Azure Build Health - Multibuild Comparison

Azure Build Health sought to increase the efficiency of Release Managers by creating a build comparison feature to create visibility into incremental quality changes.

Timeline: 3 months
My Role: UX Designer
Team: 2 Product Managers, 1 Senior Developer, 1 Principal Developer

Product Impacts

Designed MVP meeting needs of 80% of teams onboarded

Saved Release Managers 20-30 minutes per release

Problem

Azure Build Health’s test tab is used to identify where regressions were introduced and require the ability to compare results between builds to make sure their builds pass Microsoft’s quality gates. To increase their release’s quality, users need to identify & track regressions in their code. Today in Azure Build Health’s test tab, users can see tests run against a singular build but lack any way of comparing two build’s tests against each other. This work involved understanding the different test pass criteria and test groupings Release Managers care about, which varies on a team-by-team basis.

The Project Pivot

I joined the Azure Build Health Team as the product’s second designer. When I picked up this project, it was scoped as a data visualization experience in a separate pane to show regressions in builds. While onboarding I needed to learn about the current implementation of the test tab while also visualizing & designing the new regression tab.

After talking to customers and speaking with developers about the technical feasibility, I identified that creating a separate regression experience would create a gap in the experience by separating this experience from the already existing test tab. With this insight, this project merged into a large cross-team collaboration project to re-do navigation across Azure Build Health, another project I worked on.

Understanding what Release Managers find valuable

As part of the work on the unified navigation project for all of Azure Build Health (ABH), I had created designs that combined the regression tab multi-build scenario with the single build experience in the test.
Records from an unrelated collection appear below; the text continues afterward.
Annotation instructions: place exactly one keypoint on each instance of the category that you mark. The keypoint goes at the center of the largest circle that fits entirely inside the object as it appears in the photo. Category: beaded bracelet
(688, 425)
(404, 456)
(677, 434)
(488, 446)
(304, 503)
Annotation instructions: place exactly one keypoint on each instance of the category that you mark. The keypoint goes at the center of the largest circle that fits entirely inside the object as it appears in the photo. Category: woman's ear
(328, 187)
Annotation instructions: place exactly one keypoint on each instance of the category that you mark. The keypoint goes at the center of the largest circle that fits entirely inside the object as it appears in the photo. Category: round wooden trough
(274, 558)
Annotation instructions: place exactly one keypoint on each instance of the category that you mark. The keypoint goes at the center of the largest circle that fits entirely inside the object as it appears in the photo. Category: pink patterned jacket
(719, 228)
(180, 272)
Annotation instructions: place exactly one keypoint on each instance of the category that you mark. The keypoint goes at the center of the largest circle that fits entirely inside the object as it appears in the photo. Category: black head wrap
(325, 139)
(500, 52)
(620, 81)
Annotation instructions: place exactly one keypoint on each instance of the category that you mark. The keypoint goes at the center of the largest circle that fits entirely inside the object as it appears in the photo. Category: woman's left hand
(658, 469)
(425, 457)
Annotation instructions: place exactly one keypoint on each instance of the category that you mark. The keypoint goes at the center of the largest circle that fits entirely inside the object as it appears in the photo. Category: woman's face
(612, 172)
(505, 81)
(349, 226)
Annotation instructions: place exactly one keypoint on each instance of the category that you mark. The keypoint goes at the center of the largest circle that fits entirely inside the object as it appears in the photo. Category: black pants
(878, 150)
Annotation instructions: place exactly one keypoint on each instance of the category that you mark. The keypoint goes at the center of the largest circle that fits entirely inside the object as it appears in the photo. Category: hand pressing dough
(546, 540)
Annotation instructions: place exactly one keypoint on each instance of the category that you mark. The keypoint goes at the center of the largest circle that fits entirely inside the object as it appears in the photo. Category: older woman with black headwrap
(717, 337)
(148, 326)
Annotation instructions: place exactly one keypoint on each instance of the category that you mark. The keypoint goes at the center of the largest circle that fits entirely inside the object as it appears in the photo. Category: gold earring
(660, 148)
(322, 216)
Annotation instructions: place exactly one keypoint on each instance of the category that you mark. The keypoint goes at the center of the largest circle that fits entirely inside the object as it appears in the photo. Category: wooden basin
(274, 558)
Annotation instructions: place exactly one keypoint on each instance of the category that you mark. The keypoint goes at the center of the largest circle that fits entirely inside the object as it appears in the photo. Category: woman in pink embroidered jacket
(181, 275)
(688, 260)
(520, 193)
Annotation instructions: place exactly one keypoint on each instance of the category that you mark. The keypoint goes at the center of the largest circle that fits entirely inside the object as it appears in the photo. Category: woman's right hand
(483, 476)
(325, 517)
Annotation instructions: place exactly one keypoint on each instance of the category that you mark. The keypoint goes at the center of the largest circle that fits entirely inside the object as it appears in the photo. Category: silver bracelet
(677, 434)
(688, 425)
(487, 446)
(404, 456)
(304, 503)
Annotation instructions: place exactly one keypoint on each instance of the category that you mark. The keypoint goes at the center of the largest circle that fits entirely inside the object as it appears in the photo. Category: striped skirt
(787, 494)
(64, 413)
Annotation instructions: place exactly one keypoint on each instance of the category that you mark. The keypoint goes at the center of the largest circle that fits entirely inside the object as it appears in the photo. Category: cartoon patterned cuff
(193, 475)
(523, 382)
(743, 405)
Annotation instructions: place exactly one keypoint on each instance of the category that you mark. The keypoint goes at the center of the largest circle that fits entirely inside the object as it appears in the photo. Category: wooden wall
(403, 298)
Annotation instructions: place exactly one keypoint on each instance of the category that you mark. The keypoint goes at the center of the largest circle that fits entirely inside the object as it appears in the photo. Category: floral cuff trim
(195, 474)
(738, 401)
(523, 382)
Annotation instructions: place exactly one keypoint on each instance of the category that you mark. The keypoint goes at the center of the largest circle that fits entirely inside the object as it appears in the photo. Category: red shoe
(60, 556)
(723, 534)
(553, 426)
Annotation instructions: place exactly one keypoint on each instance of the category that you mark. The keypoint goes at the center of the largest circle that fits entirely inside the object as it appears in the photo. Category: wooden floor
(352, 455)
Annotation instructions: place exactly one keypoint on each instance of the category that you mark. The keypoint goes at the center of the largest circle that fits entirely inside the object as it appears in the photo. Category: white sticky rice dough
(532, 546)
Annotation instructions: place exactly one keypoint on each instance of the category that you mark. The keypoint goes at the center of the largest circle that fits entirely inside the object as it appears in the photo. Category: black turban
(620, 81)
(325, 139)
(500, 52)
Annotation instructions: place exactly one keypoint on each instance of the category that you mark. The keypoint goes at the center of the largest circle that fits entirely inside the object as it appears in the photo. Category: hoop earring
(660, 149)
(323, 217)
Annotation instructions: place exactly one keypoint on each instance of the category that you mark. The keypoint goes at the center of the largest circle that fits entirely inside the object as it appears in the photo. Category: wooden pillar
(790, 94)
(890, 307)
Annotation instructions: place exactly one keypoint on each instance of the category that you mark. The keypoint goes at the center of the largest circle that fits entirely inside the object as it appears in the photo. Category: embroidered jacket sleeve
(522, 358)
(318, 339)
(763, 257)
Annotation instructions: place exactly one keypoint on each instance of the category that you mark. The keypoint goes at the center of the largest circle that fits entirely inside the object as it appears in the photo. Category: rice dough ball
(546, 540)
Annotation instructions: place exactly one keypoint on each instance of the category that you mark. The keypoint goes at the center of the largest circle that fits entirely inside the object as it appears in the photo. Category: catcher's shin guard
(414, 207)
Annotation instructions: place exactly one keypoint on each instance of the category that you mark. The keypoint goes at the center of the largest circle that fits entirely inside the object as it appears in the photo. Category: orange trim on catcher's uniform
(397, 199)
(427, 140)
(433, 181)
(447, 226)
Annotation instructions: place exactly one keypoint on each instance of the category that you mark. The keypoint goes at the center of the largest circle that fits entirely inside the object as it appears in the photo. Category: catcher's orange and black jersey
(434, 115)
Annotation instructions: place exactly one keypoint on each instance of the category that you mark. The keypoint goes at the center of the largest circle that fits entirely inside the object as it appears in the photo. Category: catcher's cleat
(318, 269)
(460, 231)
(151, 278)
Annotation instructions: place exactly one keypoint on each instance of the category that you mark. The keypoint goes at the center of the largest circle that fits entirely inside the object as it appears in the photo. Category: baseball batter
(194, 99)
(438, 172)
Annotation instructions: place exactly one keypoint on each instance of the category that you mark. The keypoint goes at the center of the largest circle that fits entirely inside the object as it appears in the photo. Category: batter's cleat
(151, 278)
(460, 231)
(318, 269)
The left nav is part of Azure DevOps, which is where Azure Build Health lives, and we were not able to change that component.
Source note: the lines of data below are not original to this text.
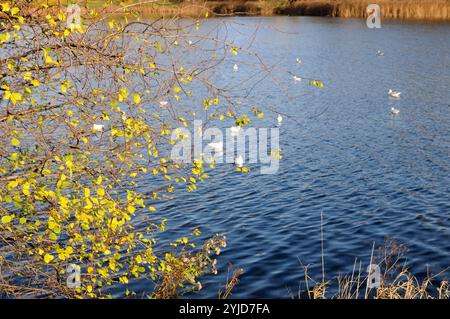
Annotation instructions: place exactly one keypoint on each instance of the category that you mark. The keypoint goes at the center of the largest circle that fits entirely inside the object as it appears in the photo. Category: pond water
(372, 175)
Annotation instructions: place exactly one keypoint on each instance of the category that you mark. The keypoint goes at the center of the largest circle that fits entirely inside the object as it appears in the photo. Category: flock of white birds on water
(392, 93)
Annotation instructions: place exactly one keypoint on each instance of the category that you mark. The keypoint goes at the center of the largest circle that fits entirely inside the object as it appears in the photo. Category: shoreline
(438, 10)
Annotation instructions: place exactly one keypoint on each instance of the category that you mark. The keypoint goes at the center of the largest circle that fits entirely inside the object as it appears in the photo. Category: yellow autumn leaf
(6, 219)
(137, 99)
(5, 7)
(48, 258)
(15, 142)
(131, 209)
(26, 189)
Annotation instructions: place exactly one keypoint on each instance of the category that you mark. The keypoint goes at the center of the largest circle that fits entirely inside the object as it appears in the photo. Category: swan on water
(279, 118)
(395, 111)
(218, 146)
(98, 127)
(239, 161)
(235, 130)
(395, 94)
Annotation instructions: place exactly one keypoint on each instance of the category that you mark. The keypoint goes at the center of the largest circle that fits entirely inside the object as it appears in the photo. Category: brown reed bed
(390, 9)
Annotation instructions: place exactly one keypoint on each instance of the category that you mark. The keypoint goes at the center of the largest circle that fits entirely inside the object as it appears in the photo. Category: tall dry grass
(397, 282)
(390, 9)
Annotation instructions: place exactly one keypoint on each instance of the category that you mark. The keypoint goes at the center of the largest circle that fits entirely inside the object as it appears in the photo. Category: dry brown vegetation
(391, 9)
(397, 282)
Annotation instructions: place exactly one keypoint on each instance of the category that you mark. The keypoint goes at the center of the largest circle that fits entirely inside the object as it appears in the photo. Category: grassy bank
(391, 9)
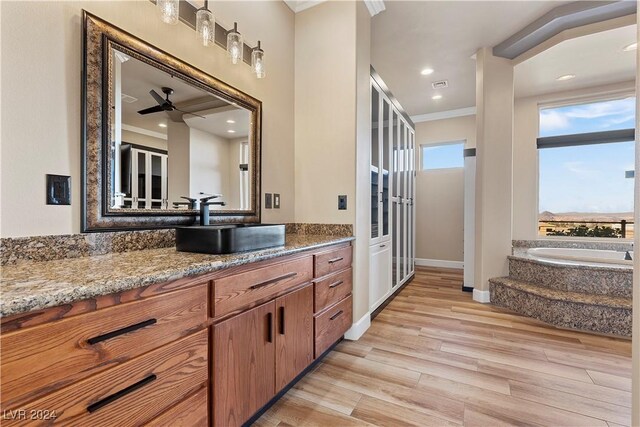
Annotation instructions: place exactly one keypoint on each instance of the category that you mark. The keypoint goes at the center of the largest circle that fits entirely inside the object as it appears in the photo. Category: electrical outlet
(58, 190)
(342, 202)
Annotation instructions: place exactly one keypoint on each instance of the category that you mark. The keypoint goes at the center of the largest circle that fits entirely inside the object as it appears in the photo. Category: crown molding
(375, 6)
(300, 5)
(440, 115)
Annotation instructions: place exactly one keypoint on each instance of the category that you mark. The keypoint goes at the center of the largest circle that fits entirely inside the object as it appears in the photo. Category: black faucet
(204, 207)
(191, 204)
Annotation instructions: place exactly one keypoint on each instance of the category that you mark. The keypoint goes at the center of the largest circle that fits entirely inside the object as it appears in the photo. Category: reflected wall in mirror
(158, 131)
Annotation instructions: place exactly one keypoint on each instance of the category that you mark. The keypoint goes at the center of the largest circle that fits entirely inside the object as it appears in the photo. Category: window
(442, 156)
(586, 155)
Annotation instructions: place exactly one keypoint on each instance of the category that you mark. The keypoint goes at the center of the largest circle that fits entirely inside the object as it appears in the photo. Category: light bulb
(257, 61)
(169, 11)
(205, 26)
(234, 44)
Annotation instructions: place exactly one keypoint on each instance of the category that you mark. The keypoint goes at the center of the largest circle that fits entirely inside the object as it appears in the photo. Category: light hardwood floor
(434, 357)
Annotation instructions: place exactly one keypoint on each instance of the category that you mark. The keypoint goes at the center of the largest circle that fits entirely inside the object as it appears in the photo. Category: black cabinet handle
(338, 283)
(274, 280)
(269, 327)
(115, 396)
(281, 320)
(121, 331)
(336, 315)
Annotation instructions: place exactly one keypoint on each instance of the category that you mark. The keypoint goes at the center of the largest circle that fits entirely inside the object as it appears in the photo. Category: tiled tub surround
(47, 248)
(29, 286)
(592, 298)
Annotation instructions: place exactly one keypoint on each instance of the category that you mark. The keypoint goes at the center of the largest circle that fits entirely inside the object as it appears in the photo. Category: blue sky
(588, 178)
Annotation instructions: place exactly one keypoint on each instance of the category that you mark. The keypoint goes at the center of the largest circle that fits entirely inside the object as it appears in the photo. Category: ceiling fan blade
(154, 109)
(159, 99)
(191, 114)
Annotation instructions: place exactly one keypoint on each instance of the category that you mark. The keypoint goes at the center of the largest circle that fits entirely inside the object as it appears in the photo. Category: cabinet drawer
(245, 290)
(331, 324)
(191, 412)
(131, 393)
(331, 261)
(332, 289)
(45, 357)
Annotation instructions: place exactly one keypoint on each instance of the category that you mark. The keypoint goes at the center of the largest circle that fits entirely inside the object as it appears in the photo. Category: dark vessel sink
(229, 238)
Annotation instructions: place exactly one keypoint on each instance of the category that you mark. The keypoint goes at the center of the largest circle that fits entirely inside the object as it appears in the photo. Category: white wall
(525, 153)
(40, 133)
(440, 193)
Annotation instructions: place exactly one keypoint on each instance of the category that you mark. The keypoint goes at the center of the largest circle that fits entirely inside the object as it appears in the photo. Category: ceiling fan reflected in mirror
(164, 104)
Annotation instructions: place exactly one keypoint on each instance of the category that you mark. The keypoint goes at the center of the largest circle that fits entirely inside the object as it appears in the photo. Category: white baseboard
(424, 262)
(481, 296)
(359, 328)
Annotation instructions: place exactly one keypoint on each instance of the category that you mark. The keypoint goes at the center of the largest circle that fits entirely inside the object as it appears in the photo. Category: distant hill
(585, 216)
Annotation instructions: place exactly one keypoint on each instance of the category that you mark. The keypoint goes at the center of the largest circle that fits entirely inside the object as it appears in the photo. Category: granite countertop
(30, 286)
(562, 263)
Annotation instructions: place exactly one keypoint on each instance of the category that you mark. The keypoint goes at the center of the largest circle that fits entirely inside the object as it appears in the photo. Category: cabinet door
(294, 334)
(243, 365)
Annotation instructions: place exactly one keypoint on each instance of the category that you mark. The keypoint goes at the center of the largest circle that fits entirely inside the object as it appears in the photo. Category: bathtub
(580, 256)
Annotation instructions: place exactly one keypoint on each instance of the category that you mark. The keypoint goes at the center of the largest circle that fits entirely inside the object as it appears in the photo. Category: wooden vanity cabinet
(259, 352)
(199, 351)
I needed to validate these designs with ABH’s main users, Release Managers.

RELEASE MANAGERS (RMs) – Developer leads or Developer Managers that manually evaluate the intent and risk of every code change contained in a release and decide whether it should be deployed.
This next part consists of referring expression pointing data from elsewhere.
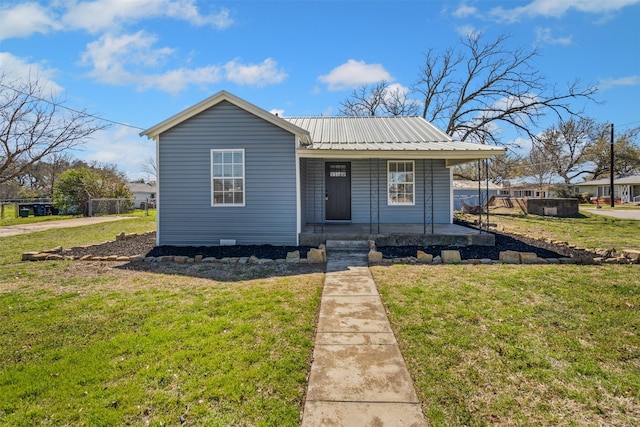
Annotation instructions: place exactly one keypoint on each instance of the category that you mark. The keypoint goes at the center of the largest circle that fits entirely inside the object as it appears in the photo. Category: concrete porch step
(347, 245)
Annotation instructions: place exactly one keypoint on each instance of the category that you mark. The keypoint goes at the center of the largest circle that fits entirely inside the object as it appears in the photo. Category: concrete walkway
(358, 376)
(14, 230)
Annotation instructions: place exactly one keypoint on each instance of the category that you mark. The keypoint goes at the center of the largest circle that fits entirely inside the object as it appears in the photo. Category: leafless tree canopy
(380, 100)
(474, 90)
(484, 85)
(34, 125)
(626, 153)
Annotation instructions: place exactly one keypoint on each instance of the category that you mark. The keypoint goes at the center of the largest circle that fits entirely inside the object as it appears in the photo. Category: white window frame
(243, 177)
(390, 201)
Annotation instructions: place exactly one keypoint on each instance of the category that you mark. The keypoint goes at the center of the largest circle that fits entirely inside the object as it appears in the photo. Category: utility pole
(611, 192)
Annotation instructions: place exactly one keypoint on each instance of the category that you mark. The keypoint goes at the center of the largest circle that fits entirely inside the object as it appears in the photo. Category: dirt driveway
(14, 230)
(622, 214)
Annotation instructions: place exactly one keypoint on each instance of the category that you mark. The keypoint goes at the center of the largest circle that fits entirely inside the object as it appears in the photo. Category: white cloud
(545, 36)
(261, 74)
(99, 16)
(112, 56)
(467, 31)
(108, 15)
(556, 9)
(15, 68)
(175, 81)
(119, 145)
(464, 11)
(354, 73)
(22, 20)
(610, 82)
(133, 60)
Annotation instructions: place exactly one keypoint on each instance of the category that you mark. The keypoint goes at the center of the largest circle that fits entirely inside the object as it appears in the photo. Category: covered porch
(397, 234)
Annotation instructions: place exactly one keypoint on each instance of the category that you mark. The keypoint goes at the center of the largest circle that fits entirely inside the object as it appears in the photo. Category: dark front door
(338, 194)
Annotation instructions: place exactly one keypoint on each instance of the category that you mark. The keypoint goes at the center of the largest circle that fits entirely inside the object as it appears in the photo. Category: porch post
(315, 212)
(480, 193)
(433, 220)
(424, 196)
(370, 197)
(378, 190)
(486, 171)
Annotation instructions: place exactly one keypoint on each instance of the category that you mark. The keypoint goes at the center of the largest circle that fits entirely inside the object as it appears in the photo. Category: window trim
(390, 202)
(244, 179)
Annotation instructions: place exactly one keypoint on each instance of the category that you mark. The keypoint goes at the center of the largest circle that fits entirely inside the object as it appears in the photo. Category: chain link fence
(99, 207)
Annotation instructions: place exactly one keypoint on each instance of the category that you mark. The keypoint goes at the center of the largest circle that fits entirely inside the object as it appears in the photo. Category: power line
(55, 104)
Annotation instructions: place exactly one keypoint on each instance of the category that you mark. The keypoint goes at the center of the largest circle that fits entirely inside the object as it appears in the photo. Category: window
(400, 183)
(227, 174)
(338, 171)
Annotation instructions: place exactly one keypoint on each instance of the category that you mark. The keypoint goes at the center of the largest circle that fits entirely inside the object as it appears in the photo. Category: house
(526, 190)
(473, 193)
(626, 188)
(230, 172)
(143, 193)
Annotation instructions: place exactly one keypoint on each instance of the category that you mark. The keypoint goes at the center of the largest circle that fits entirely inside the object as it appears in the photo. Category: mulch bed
(145, 244)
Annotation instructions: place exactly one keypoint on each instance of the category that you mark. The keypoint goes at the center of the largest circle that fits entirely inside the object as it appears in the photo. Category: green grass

To understand RM’s needs, we interviewed six different teams across Microsoft.

Our team’s open questions

What data points Release Manager’s find useful when comparing multiple builds
Learn what scenarios RM’s support
Understand RM’s processes comparing builds

Method

In these meetings I showed RM’s a prototype of a design I had created to guide the conversation. Using these prototypes, I was able to get insights about their different use cases and needs and spark deeper technical discussions.

What we learned

We were able to identify 3 different use cases that RM’s had and what quality insights were useful for them to make the best-informed decisions.

Release Manager’s use cases:

Compare two different builds against each other (1 vs 1)
Compare 3 or more, potentially hundreds, of builds against each other (1 vs many)
Aggregate view of multiple builds

Scoping the solution & Prioritizing 1 vs. 1 comparisons

While I originally tried to solve the three scenarios with a one size fits all solution, we found that the 3 different use cases required showing different types of data and trying to combine them created a disjointed experience.

1 vs 1 build comparison

1 vs many comparison

Based on user demand and implementation time, we decided to focus our MVP on only the 1vs.1 build comparison use case. The PM and I consulted our developers about the size of each feature and ask to establish a priority list of features using the MosCoW method.

Validating the usefulness of the data

With a finalized design concept, I conducted one last round of concept testing to customers showing the refined designs. During these interviews we focused on understanding their teams' requirements on how they group, filter, and examine test data.

Retro - A tested test experience

What I learned:

Between concept validation and synthesizing the feedback to iterate on the designs, there was a 2 month gap due to a company wide initiative to focus on security. Once the fire drill was over and we were able to return to this project, it took much longer than if I had synthesized the data before pivoting to the security work streams. Being able to pivot is important, but so is prioritizing when you pivot, especially if the work stream will be returned to in the near future.

Outcomes:

Designed MVP meeting needs of 80% of teams onboarded

Saved Release Managers 20-30 minutes per release